TIFF compression
Posted: January 28th, 2010, 12:05 pm
I posted this on the old message board by mistake:
I can understand why noise would produce the effect of increasing the file on compression and compressing a shot from my d-slr as opposed to my scanner does indeed give a reduced file size when using Pw Pro.
However I have tried IrFanView and another program that dooes LZW compression and both achieve significant file size reductions on my scanned files. So given the answer above the implication is that these programs are tossing away high bit information which to my mind means they are not doing lossless compression.
Or are they doing something cleverer than that in that they recognise the noise for what it is and do not apply the compression algorithm thus not inflating the data required to describe the file contents?
I find that hard to believe that a program such as IrFanView that has been around for a long time is tossing away data when doing LZW compression.
I am also pretty sure if I open a file LZW compressed in Pw Pro and save it again as a compressed file that the file size still increases (I will need to check this when at home later) which I would not expect if the noise had been effectively removed by ignoring the highest bits when it was first compressed by IrFanView.
Are you sure your compression algorithm for LZW is working to spec?
Dave
The reply cam via email from Kiril:Hi,
I have been scanning some negatives to 48 bit TIFF's to edit in Picture Window Pro and have noticed if I save with LZW compression the size of the file actually increases.
I understand enough about compression algorithms to know this can sometimes occur but I was very surprised to see this happen because if I perform LZW compression of the same file in IfFanView it manages to shrink the file size quite a bit and it still opens fine in PW Pro 5.0.
I could of course just use IrfanView to compress the TIFF's but this strips the EXIF data.
I'd expect the images to compress at least a bit in PW Pro 5.0 because many have plain blue skies.
So some questions:
Is there a problem with the LZW compression in PW Pro 5.0?
Is it likely to be fixed and if so does the compression retain the EXIF data?
So I'd like to follow up here in the right place :-)Dave,
The problem with compressing 48 bit files is that they have quite a bit of noise in them. (The least significant bits are really mostly sensor noise.) And, of course, noise is not compressible. In testing we have zeroed out two or three of the least significant bits and obtained much better compression. If you run the same algorithms on 8 bit data, you will see significant compression.
Kiril
I can understand why noise would produce the effect of increasing the file on compression and compressing a shot from my d-slr as opposed to my scanner does indeed give a reduced file size when using Pw Pro.

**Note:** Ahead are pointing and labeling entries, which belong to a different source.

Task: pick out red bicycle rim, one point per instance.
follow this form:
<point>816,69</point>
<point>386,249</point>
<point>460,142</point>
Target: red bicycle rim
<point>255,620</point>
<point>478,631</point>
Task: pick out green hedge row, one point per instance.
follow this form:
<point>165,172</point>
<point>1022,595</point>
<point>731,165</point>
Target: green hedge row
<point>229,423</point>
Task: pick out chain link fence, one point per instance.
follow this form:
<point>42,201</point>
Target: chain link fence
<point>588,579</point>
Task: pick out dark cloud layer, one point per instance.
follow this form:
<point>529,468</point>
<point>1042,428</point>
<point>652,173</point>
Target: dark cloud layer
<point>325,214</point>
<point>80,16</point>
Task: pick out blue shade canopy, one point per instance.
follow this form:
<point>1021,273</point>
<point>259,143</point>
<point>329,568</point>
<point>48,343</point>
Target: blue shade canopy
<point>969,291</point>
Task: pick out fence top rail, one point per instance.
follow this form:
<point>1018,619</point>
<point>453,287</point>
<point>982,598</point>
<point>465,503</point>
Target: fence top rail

However I have tried IrFanView and another program that dooes LZW compression and both achieve significant file size reductions on my scanned files. So given the answer above the implication is that these programs are tossing away high bit information which to my mind means they are not doing lossless compression.
Or are they doing something cleverer than that in that they recognise the noise for what it is and do not apply the compression algorithm thus not inflating the data required to describe the file contents?
I find that hard to believe that a program such as IrFanView that has been around for a long time is tossing away data when doing LZW compression.
I am also pretty sure if I open a file LZW compressed in Pw Pro and save it again as a compressed file that the file size still increases (I will need to check this when at home later) which I would not expect if the noise had been effectively removed by ignoring the highest bits when it was first compressed by IrFanView.
Are you sure your compression algorithm for LZW is working to spec?